Toy Story 5 pode estrear nos cinemas com um novo recorde para a franquia. A animação da Pixar está projetada para arrecadar entre US$ 145 milhões e US$ 150 milhões em seu primeiro fim de semana na América do Norte, com estimativas mais otimistas chegando a US$ 175 milhões.
Se a projeção se confirmar, o filme pode registrar a maior abertura doméstica da história de Toy Story, superando os lançamentos anteriores da saga. No mercado internacional, a expectativa também é alta, com uma estreia acima de US$ 135 milhões fora dos EUA.
Com isso, Toy Story 5 pode passar de US$ 275 milhões em bilheteria global logo nos primeiros dias, reforçando o peso da franquia para a Disney e para a Pixar.
Toy Story 5 mira recorde nos cinemas
A projeção coloca Toy Story 5 em uma posição forte antes mesmo da estreia. A franquia atravessa gerações desde o primeiro filme, lançado em 1995, e continua sendo uma das marcas mais importantes da Pixar.
O novo capítulo também chega com um apelo familiar muito claro. Woody, Buzz Lightyear, Jessie e os outros brinquedos fazem parte da memória afetiva de diferentes públicos, de crianças que descobriram a saga mais recentemente a adultos que acompanharam os primeiros filmes no cinema.

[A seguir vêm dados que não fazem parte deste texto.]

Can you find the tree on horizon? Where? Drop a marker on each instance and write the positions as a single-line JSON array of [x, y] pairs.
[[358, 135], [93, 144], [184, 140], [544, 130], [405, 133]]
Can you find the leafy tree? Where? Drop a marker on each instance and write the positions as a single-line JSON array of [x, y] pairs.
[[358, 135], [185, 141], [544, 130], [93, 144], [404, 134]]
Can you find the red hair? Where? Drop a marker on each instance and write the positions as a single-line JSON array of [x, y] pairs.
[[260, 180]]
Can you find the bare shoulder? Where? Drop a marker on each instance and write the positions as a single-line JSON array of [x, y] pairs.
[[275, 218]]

Essa combinação entre nostalgia, personagens conhecidos e uma nova história pode ser decisiva para transformar a estreia em uma das maiores do ano.
O que muda na história?
Em Toy Story 5, os brinquedos enfrentam uma ameaça diferente: a tecnologia. A trama coloca Bonnie em contato com Lilypad, um tablet que começa a disputar a atenção da menina com seus brinquedos.

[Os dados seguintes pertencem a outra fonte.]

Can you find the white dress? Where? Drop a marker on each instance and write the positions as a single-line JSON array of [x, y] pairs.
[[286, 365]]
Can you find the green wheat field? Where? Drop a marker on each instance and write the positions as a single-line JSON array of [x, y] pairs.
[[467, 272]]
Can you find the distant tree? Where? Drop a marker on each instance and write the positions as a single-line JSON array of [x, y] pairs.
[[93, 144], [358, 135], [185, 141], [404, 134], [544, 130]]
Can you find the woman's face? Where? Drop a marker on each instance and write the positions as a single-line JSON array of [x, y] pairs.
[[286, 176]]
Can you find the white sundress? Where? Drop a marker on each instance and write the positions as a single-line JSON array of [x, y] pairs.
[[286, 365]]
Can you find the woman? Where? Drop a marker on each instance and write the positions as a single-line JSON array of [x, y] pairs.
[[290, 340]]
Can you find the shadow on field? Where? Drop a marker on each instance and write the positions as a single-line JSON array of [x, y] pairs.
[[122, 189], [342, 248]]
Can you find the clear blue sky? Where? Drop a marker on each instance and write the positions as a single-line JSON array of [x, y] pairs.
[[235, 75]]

A ideia conversa diretamente com um tema atual: o espaço cada vez maior das telas na infância. Em vez de apostar apenas na volta dos personagens clássicos, o filme tenta atualizar o conflito central da franquia para uma geração cercada por celulares, tablets e outros dispositivos.
Tom Hanks retorna como Woody, enquanto Tim Allen volta a dar voz a Buzz Lightyear. A história também dá destaque a Jessie, novamente dublada por Joan Cusack, em uma jornada ligada à sensação de perda de espaço dos brinquedos.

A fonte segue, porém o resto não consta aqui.